Das Konzept einer ‚Digitalen Praxis‘ gilt vor allem als Problemlösung für medizinisch unterversorgte ländliche Regionen. In den nächsten fünf Jahren ist laut Dr. Olaf Gaus ein Rückgang der Ressourcen in der ambulanten Versorgung von bis zu 50 Prozent zu erwarten. „Wir müssen reagieren auf diesen Rückgang“, so Dr.

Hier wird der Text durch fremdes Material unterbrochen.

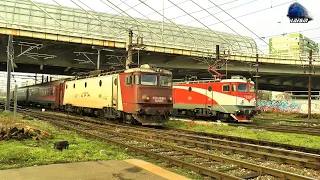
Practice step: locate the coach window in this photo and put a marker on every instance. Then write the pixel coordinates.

Gaus. „Daran arbeiten wir auf der wissenschaftlichen Seite mit Hochdruck. Dafür möchte sich die DMGD gemeinsam mit der Forschungsgruppe in Dienst stellen.“
Weitere Informationen zur DMGD und der Forschungsgruppe ‚Digitale Praxis‘ finden Sie online unter folgenden Links:
https://dmgd.de/
https://dmgd.de/digitale-praxis/
‚Digitale Praxis‘ im DMGD-Talk
Aspekte des Konzepts ‚Digitale Praxis‘ sowie nötige gesundheitspolitische, technische, infrastrukturelle und gesellschaftliche Rahmenbedingungen werden auch in den Folgen des DMGD-Talks „Gesundheitspolitische Gespräche“ mit Expert*innen weiter erörtert. Zum Beispiel diskutierte Dr. Olaf Gaus mit Prof. Josef Hecken, unparteiischer Vorsitzender des G-BA (Folge 23), sowie mit Dr. med. Thorsten Hornung, Geschäftsbereichsleiter Medizinmanagement am UKB Bonn (Folge 24), über die Themen Ambulantisierung von Versorgungsleistungen und Überwindung der Sektorengrenzen. Im Interview mit Prof. Dr. med. Martin Mücke, Direktor des Instituts für Digitale Allgemeinmedizin an der Universitätsklinik RWTH Aachen und Vorstandssprecher des ZSEA – Zentrums für Seltene Erkrankungen Aachen (Folge 7), standen die Chancen des Einsatzes von KI im Bereich der medizinischen Diagnostik im Vordergrund. Prof. Mücke engagiert sich ebenfalls als Mitglied der Siegener Forschungsgruppe ‚Digitale Praxis‘. Gemeinsam mit der DMGD und weiteren Partnern entstand unter seiner Leitung bzw. Konsortialführung der Innovationsfonds-Antrag ‚DM2go‘. Auch Prof. Dr. Werner Mäntele, CSO bei der von ihm mitgegründeten DiaMonTech AG in Berlin, wurde von Dr. Olaf Gaus in Folge 11 der Gesundheitspolitischen Gespräche interviewt. Den Fokus dieses Gesprächs bildete die Möglichkeit, Blutzuckerwerte mittels Infrarotlicht auf nichtinvasive Art zu messen.